Drei Monate E-Akte beim Landgericht Wahlvorschlag

 

Vor drei Monaten, am 4. September 2023, wurde die elektronische Akte am Landgericht in Zivilsachen feierlich begrüßt. Seit diesem Tag werden die neu eingehenden erst- und zweitinstanzlichen Verfahren im „elektronischen Integrationsportal“ (eIP) papierlos geführt.

Die Vorbereitungsphase verlief zunächst etwas holperig. Bereits einige Monate zuvor war die Hausleitung an alle Richterinnen und Richter herangetreten mit dem Anliegen, eine Signaturkarte bei einer Tochtergesellschaft der Bundesdruckerei zu beantragen. Die Karte sollte per Einschreiben an die Privatadresse der Antragstellenden versandt werden. Hiergegen meldete der Richterrat datenschutzrechtliche und Sicherheitsbedenken an. Nach einigem Hin und Her war es schließlich möglich, die Signaturkarte ohne Angabe der Privatanschrift zu beantragen und an die Dienststelle zusenden zu lassen.

Etappenweise wurden die Richterinnen und Richter in Informationsveranstaltungen im Juni, freiwilligen Schulungen im Juli und die Einführung begleitenden Schulungen im September mit dem Gedanken an die Arbeit mit elektronischen Akten vertraut gemacht. Die Resonanz war geteilt; während einige die E-Akte überfällig fanden, brachten andere ihre Skepsis deutlich zum Ausdruck. Zur leichteren Umgewöhnung wurden in das eIP Elemente aus der analogen Aktenwelt integriert, wie ein „Aktenbock“, auf dem die elektronischen Akten in Form von Aufgaben quasi gestapelt vorgelegt werden, und ein „elektronischer Wachtmeister“, der zweimal am Tag neue Aufgaben bringt und bearbeitete Aufgaben abholt.

Allerdings ließen dann die E-Akten erstmal einige Wochen auf sich warten. Als sie schließlich peu à peu eintrafen, war im Vorteil, wer sich neben der PIN seiner Signaturkarte auch die Bedienung des neuen Programms gut eingeprägt hatte. Für alle anderen, die wieder wie Anfänger vor der ersten Akte saßen, gab es glücklicherweise nochmals ergänzende Schulungen und eine engagierte Vorortbetreuung, die direkt am Arbeitsplatz und am Fall Probleme lösen half. 
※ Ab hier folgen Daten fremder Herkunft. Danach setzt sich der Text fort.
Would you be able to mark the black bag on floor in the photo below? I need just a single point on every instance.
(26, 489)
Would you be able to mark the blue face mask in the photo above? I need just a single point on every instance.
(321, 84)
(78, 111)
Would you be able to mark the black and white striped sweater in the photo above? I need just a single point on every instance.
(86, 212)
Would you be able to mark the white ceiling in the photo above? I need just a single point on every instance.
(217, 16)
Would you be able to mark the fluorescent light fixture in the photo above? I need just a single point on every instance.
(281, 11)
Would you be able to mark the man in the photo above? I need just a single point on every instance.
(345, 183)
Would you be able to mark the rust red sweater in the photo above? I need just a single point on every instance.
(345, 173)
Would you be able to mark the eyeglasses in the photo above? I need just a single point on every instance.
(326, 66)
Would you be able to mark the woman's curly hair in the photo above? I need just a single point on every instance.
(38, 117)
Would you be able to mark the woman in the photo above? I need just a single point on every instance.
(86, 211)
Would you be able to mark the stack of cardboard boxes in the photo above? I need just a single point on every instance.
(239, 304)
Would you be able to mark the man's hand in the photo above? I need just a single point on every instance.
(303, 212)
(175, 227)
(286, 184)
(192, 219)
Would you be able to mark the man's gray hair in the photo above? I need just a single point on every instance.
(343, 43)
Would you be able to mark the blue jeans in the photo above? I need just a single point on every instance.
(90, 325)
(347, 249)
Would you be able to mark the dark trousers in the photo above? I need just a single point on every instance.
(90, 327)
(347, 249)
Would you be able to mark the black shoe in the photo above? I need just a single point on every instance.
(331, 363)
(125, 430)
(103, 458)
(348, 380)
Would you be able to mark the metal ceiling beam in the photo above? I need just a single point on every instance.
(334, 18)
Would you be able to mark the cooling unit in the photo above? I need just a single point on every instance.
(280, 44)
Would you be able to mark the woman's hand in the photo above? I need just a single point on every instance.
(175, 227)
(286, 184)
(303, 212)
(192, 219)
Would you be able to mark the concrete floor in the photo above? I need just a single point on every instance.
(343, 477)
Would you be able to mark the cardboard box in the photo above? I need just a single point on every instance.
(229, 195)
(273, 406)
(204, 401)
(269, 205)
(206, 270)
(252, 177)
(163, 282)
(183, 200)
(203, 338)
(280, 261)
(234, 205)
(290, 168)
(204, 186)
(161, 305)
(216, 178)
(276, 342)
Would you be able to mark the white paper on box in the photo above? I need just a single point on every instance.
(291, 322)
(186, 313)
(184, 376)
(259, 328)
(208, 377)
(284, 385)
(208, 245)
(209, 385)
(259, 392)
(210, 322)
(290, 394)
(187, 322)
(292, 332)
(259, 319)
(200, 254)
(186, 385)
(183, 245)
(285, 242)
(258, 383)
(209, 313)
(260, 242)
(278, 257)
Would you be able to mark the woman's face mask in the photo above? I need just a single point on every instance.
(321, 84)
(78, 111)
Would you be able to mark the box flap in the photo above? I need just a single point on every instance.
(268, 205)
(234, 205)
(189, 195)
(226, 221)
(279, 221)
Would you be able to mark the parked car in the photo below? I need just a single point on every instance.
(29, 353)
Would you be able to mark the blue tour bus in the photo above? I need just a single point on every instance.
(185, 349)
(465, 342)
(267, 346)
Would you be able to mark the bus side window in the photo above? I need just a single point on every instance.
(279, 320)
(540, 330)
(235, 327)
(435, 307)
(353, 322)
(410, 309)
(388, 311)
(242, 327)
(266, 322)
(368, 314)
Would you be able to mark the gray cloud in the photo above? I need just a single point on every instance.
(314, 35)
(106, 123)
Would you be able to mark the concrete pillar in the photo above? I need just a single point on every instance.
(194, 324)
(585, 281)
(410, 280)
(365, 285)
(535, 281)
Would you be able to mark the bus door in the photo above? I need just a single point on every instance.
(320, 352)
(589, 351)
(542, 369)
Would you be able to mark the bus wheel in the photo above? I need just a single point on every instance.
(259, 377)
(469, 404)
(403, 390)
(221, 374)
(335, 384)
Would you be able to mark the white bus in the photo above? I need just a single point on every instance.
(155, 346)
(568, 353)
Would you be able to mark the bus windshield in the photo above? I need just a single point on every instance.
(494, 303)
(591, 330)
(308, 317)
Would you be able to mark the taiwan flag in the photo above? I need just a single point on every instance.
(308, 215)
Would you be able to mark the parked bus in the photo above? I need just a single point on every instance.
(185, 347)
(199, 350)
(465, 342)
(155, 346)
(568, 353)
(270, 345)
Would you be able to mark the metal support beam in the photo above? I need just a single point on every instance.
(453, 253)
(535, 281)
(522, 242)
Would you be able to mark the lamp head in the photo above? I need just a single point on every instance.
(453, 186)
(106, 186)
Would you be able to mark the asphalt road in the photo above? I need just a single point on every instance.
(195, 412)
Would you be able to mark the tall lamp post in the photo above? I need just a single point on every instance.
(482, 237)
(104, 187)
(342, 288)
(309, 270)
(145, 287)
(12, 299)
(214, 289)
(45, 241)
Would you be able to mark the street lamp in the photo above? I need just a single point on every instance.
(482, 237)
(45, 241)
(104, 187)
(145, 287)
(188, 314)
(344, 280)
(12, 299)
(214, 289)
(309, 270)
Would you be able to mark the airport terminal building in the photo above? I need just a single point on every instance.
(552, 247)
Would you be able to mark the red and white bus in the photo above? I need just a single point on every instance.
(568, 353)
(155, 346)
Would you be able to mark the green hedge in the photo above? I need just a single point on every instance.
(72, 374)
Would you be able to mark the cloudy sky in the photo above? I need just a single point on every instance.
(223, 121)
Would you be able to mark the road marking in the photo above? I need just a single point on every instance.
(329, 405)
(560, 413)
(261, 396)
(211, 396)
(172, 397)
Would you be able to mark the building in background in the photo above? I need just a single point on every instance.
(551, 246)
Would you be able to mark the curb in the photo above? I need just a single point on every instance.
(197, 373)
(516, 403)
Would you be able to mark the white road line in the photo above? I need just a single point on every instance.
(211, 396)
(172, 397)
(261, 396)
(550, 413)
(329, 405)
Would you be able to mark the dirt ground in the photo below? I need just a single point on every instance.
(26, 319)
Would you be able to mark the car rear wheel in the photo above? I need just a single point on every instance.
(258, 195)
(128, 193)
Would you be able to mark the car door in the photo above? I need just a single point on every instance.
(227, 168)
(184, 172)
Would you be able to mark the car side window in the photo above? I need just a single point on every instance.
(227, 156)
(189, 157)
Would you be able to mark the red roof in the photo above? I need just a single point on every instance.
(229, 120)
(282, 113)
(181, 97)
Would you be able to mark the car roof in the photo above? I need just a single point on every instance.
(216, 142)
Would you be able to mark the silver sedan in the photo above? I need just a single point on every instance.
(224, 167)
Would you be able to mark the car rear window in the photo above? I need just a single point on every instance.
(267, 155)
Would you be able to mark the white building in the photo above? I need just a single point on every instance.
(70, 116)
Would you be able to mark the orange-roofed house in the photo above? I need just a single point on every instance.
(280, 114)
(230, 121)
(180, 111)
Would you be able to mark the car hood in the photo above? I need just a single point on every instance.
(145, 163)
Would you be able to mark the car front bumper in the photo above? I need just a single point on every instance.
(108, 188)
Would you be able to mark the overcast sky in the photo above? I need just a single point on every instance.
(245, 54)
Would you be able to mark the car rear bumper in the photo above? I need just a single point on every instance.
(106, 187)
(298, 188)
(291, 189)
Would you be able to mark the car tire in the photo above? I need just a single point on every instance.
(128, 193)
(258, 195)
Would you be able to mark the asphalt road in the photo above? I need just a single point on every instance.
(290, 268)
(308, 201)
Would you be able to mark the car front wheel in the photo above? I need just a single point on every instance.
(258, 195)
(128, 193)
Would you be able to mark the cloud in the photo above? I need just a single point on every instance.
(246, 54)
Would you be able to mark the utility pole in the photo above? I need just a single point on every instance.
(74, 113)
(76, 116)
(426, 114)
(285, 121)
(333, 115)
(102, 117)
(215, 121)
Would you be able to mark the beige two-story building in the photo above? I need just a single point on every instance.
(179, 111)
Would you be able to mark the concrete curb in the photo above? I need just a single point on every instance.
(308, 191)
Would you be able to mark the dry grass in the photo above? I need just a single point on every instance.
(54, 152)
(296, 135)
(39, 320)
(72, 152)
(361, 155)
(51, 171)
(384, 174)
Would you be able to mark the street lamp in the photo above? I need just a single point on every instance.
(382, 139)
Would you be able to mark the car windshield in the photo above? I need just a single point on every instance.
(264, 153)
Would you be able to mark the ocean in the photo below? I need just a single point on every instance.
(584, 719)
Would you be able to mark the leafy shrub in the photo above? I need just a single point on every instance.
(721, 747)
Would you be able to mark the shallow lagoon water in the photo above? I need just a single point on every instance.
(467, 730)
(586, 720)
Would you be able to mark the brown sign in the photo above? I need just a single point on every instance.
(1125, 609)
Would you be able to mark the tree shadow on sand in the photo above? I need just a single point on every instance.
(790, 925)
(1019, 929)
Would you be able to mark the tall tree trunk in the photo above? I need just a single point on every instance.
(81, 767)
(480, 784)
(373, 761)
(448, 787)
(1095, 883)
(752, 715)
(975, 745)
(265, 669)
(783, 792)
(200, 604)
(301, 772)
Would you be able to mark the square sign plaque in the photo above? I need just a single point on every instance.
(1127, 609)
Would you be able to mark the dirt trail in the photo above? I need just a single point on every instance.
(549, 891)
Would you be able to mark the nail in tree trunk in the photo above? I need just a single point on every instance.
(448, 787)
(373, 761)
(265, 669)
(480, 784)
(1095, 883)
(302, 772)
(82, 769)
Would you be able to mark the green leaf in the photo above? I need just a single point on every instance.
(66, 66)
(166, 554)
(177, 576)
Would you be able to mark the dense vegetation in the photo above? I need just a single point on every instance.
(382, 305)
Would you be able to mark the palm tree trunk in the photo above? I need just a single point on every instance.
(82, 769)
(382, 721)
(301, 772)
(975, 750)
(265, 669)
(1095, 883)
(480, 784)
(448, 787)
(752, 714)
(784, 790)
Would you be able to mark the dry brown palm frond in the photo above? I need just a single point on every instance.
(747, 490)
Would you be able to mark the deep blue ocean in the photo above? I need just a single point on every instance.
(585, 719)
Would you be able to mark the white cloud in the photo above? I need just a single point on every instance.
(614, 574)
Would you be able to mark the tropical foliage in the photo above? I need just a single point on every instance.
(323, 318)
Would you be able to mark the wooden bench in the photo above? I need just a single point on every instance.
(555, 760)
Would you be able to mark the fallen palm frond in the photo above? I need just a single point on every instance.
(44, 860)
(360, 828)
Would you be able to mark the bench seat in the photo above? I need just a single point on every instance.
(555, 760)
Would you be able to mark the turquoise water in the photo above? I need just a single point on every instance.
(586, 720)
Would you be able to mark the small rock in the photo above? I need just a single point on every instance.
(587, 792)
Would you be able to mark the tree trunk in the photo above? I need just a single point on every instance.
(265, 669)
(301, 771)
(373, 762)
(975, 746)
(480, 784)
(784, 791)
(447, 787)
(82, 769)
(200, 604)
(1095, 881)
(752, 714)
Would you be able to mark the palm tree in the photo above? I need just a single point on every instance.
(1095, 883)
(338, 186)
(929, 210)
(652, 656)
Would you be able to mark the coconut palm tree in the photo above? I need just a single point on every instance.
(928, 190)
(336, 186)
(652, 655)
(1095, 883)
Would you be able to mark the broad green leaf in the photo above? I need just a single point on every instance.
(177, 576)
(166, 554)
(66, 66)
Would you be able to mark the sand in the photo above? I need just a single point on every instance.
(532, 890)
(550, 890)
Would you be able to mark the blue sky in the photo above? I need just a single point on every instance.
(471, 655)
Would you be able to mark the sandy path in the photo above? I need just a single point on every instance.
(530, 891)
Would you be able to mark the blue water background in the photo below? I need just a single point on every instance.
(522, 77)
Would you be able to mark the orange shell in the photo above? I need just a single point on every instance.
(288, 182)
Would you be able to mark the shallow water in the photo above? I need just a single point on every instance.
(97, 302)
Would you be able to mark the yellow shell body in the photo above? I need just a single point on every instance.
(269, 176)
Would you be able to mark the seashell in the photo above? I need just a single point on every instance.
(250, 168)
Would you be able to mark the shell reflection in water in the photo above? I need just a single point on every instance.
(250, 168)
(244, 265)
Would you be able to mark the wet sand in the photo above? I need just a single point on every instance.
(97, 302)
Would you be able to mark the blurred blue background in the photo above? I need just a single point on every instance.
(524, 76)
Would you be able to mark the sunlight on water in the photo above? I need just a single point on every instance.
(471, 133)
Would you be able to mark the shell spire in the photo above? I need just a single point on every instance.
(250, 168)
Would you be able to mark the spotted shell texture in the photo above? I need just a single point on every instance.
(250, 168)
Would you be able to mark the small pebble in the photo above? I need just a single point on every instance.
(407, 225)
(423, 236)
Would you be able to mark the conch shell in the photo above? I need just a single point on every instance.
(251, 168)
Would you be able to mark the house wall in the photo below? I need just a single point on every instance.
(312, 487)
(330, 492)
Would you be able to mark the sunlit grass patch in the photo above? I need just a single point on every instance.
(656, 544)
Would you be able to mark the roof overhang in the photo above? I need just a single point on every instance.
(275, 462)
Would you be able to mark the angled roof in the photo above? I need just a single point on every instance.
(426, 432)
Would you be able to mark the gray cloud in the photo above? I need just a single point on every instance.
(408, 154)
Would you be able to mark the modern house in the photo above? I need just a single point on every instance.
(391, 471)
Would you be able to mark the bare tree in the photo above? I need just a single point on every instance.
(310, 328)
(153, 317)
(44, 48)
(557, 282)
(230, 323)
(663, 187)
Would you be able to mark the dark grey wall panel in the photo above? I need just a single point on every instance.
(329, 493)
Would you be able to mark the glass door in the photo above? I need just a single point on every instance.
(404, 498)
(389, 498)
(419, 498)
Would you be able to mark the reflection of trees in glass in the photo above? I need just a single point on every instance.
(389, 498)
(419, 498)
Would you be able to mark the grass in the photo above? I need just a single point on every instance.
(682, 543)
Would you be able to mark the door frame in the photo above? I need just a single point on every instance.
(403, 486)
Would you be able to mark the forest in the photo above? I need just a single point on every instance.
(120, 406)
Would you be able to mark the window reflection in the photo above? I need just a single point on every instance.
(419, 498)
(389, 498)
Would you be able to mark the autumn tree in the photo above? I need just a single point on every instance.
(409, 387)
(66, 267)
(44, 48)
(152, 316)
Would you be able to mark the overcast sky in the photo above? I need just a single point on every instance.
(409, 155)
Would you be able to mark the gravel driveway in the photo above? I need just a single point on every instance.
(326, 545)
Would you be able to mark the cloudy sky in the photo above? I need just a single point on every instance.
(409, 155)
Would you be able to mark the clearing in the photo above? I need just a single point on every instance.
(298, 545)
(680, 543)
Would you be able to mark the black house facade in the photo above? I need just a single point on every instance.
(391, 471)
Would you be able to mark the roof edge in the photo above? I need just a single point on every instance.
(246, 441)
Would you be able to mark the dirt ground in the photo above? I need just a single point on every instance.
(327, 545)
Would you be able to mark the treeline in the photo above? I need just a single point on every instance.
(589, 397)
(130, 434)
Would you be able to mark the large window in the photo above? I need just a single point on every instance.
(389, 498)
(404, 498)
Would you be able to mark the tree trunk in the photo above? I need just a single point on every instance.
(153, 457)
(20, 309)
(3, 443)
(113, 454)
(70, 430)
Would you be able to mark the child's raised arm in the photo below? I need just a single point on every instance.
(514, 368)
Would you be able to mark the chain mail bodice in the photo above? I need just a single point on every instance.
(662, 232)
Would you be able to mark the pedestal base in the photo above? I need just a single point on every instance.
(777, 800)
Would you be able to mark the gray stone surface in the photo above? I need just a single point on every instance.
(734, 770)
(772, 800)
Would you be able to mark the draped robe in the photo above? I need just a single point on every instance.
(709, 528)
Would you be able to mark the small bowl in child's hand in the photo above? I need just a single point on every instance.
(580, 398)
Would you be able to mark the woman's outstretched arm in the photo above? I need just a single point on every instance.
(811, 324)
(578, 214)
Inzwischen ist es zur Routine geworden, sowohl in der Geschäftsstelle nach den analogen als auch im eIP nach den elektronischen Akten zu sehen. Manche Arbeitsschritte erleichtert die e-Akte, etwa durch die direkte Verknüpfung zu häufig benutzten Verfügungsvorlagen aus Forum Star und durch Schnelltextvorlagen. Andere sind umständlicher geworden; so müssen Kammerbeschlüsse und -urteile nunmehr bereits im Entwurf bis auf das letzte Komma abgestimmt sein. Denn wenn der erste sie signiert, können sie nicht mehr verändert werden. Anderenfalls müssen alle Unterzeichner neu signieren.

Abzuwarten bleibt, ob die E-Akte und die derzeitige Ausstattung mit Hardware sowohl im Gericht als auch im Home-Office sich eignen, um umfangreiche Akten zu erfassen und sachgerecht aufzuarbeiten. Für die Arbeit mit der E-Akte im Home-Office können Richterinnen und Richter die Ausstattung mit einer Maus, einer Tastatur, einem Monitor und einer Dockingstation beantragen.

In jedem Fall wird sich das Arbeitsumfeld fundamental ändern. Mit der Zeit werden sich nun die Aktenschränke in den Geschäftsstellen leeren, Gürteltiere sind vom Aussterben bedroht. Ob mit dem eIP der Sprung in das digitale Zeitalter sicher und für alle Beteiligten zufriedenstellend gelingt, wird die Zukunft zeigen.